A Feast of Promise
The two essential elements of an assembly’s worship are the Word and sacrament, especially the Lord’s Supper. We receive from the Lord light and bread, including truth about the food. The thing that connects them both is faith, and I’d like to brine that subject a bit longer.
Consider our upcoming national holiday. There are many who will sit at a table, masked and in their worried mind, who will eat some turkey stuffed with anxiousness. The word thankfulness will be on their lips but their hearts will nag them about the fraud of it all. Their joys are all in temporal things, and it is hard in 2020 to pretend that temporal things are dependable things. It will not be sufficient to reread about the pilgrims and the founding fathers because we have shot their wad. Theirs is a story of freedom, and there is some sense of possibility in the story, but the fear is that their story (was racist and/or) is finished.
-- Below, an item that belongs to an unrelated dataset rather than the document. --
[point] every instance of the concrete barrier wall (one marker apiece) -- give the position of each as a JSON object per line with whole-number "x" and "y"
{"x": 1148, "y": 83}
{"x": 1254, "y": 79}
When we come to the feast of the Lord’s Supper we have a different story to remember. The story does have history of struggle and sacrifice, but the commemoration meal includes news of how what happened guarantees what will happen. It is a story, along with a meal, of promise. The prophets who anticipated the coming and suffering of the Messiah were joined by apostles who anticipated the re-coming and conquering of the Messiah, along with the called and chosen and faithful.
We do not eat the bread of anxious toil, but the bread of quiet trust. The Lord builds the church, the Lord watches over His people, and He gives joy to His beloved. We know it because of the Word, and we know that all the words of God will be fulfilled (Revelation 17:17). That’s a promise, and so we feast.